MANUEL ALVES FILHO
Uma técnica inovadora para o tratamento da síndrome da bexiga hiperativa, problema que atinge perto de 15% de homens e mulheres com idade acima de 50 anos, está sendo testada por equipe da disciplina de Urologia da Faculdade de Ciências Médicas (FCM) da Unicamp. O procedimento consiste no implante de eletrodo no corpo do paciente (terceira raiz sacra), cuja função é estimular eletricamente o nervo que controla a bexiga. O dispositivo está conectado a uma fonte de energia, semelhante a um marca-passo, que modula os impulsos e, conseqüentemente, o funcionamento adequado do órgão. De acordo com o urologista Carlos D’Ancona, a neuromodulação, como a tecnologia é conhecida, foi aplicada com sucesso em uma paciente de 47 anos. Outros dois pacientes estão sendo preparados para também utilizar o novo método.
Eletrodo é implantado no corpo do paciente
A síndrome da bexiga hiperativa é caracterizada pela urgência miccional, que pode ser entendida como a vontade súbita de urinar e difícil de postergar. A prevalência dessa disfunção entre a população é considerada alta. Dados da literatura indicam que cerca de 33 milhões de pessoas nos Estados Unidos e 22 milhões na Europa sofrem do problema. Conforme o urologista Carlos D’Ancona, a síndrome traz conseqüências negativas para a qualidade de vida dos pacientes, que tendem a se isolar socialmente. “Isso é compreensível, visto que algumas pessoas chegam a urinar até 20 vezes ao dia. Ou seja, elas não conseguem ir ao cinema e assistir a um filme com duas horas de duração sem deixar a sala de exibição para ir pelo menos duas vezes ao banheiro”, explica.
Os tratamentos convencionais incluem a administração de medicamentos, fisioterapia, injeção de toxina botulínica e, nos casos mais graves, cirurgia. Ocorre, porém, que esses procedimentos nem sempre são suficientes para corrigir o problema ou trazem conseqüências indesejáveis aos pacientes, inclusive do ponto de vista social. Metade das pessoas, calcula Carlos D’Ancona, abandona a terapia medicamentosa reclamando dos efeitos colaterais proporcionados pelos remédios, tais como boca seca, visão turva e constipação intestinal. “No caso da intervenção cirúrgica, que consiste na ampliação da bexiga por meio da reconstrução do órgão com alça intestinal, é preciso levar em conta não apenas o custo do procedimento, mas também o custo do afastamento do paciente das suas atividades cotidianas, inclusive as de ordem profissional”, destaca o urologista.

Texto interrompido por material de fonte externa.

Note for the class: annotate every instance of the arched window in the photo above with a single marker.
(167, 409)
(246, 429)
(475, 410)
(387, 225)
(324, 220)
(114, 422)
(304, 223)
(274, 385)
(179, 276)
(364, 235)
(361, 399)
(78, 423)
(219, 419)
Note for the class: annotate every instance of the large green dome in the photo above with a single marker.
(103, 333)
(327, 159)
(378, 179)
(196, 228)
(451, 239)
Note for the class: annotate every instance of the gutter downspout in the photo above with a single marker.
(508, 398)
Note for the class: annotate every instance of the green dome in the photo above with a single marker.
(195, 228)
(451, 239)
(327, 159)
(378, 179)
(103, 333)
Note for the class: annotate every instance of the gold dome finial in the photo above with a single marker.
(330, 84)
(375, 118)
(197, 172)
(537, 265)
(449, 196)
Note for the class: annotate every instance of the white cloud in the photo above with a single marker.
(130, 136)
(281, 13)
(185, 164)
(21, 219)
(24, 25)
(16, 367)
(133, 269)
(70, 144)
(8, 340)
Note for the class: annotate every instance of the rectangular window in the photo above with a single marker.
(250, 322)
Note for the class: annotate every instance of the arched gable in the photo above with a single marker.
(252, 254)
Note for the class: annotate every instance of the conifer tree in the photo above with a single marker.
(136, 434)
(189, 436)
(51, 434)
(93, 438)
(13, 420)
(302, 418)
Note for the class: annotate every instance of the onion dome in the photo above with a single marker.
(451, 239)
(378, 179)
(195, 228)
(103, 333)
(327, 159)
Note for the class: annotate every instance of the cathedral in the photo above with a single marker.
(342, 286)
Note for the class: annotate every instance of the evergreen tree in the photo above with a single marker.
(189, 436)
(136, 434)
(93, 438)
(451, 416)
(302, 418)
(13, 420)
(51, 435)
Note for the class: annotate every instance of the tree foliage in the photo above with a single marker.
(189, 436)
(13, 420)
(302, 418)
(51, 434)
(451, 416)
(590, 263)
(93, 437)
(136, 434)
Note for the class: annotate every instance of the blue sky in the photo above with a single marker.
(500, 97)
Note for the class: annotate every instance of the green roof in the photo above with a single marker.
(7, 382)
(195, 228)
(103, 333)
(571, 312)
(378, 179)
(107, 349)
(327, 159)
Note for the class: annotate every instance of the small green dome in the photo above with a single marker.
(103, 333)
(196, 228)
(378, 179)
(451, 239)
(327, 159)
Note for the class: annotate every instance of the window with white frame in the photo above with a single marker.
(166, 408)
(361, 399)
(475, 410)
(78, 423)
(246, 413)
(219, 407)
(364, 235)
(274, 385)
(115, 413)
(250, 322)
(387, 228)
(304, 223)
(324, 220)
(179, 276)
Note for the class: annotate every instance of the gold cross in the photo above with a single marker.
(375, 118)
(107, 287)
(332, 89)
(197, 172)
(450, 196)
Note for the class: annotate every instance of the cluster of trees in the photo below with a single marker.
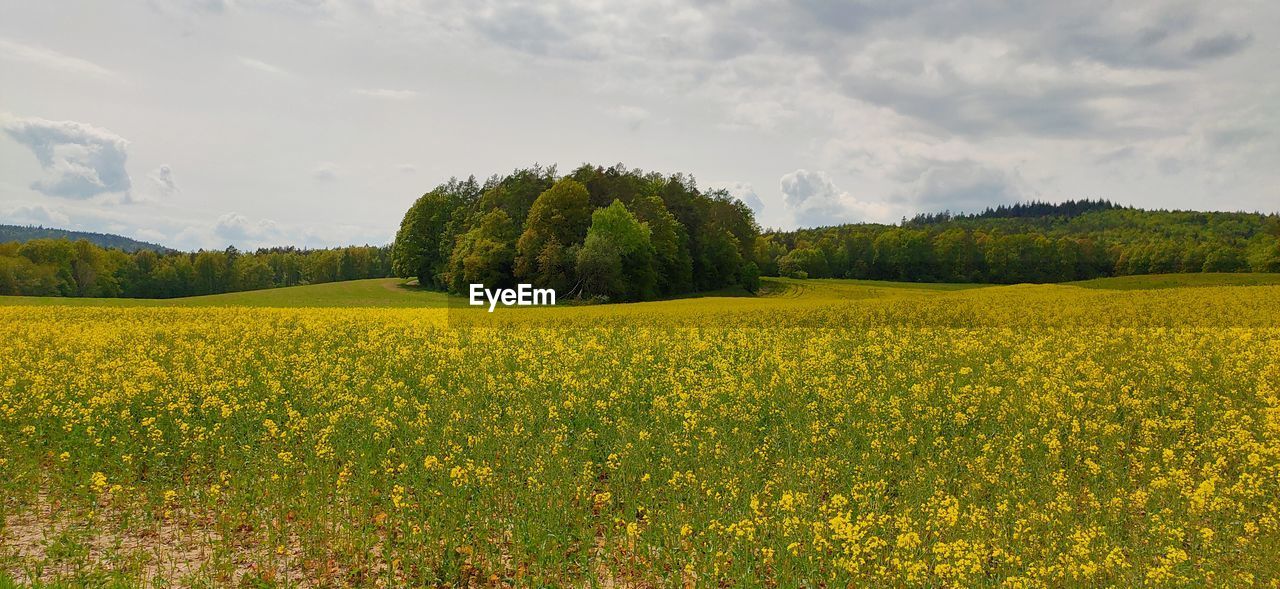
(1033, 242)
(24, 233)
(606, 233)
(82, 269)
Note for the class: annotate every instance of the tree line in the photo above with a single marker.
(1033, 242)
(602, 233)
(82, 269)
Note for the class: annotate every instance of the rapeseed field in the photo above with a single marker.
(824, 435)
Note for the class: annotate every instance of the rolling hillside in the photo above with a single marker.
(24, 233)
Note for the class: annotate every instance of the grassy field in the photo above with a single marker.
(830, 433)
(376, 292)
(1180, 281)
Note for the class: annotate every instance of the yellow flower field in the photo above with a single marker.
(997, 437)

A alternativa a essas abordagens classificadas de “conservadoras”, defende o especialista da Unicamp, é a neuromodulação. O novo método, segundo Carlos D’Ancona, é menos invasivo que a cirurgia tradicional. O eletrodo é implantado no nervo sacral através da pele, com o auxílio de agulhas ou cânulas. O dispositivo está ligado a uma fonte que controla a intensidade e a freqüência dos impulsos elétricos. É por meio desses pequenos choques que o músculo da bexiga volta a se contrair de forma adequada, eliminando assim a urgência miccional. O urologista afirma que a bateria tem duração aproximada de dez anos. “A intensidade e a freqüência dos impulsos elétricos podem ser ajustadas no consultório médico, através de um programador de mão, que transmite as informações ao eletrodo via telemetria”, esclarece.
Segundo Carlos D’Ancona, pesquisas realizadas no exterior dão conta de que a neuromodulação tem alcançado um índice de sucesso em torno de 70% em relação aos pacientes que não responderam bem aos tratamentos convencionais. “Aqui na Unicamp, a tecnologia foi usada pela primeira vez, em maio último, em uma paciente de 47 anos. Até aqui, os resultados podem ser considerados excelentes. Em vez de urinar a cada hora, ela passou a urinar de três em três horas. Pelos seus relatos, essa mudança trouxe um ganho extraordinário para a sua vida social”, diz o professor da FCM.
Atualmente, prossegue o urologista, dois outros pacientes que apresentam síndrome da bexiga hiperativa estão sendo preparados para se submeterem à neuromodulação. Na opinião de Carlos D’Ancona, esse tratamento deve passar a ser empregado com mais freqüência futuramente, dado que tem se constituído como alternativa altamente eficaz aos métodos conservadores. O único inconveniente da nova tecnologia é o seu custo. Como o equipamento é importado, o preço da terapia gira em torno de R$ 60 mil. “Com o tempo, porém, a tendência é que esse custo caia e o tratamento passe a ser mais acessível aos pacientes”, prevê o professor da FCM.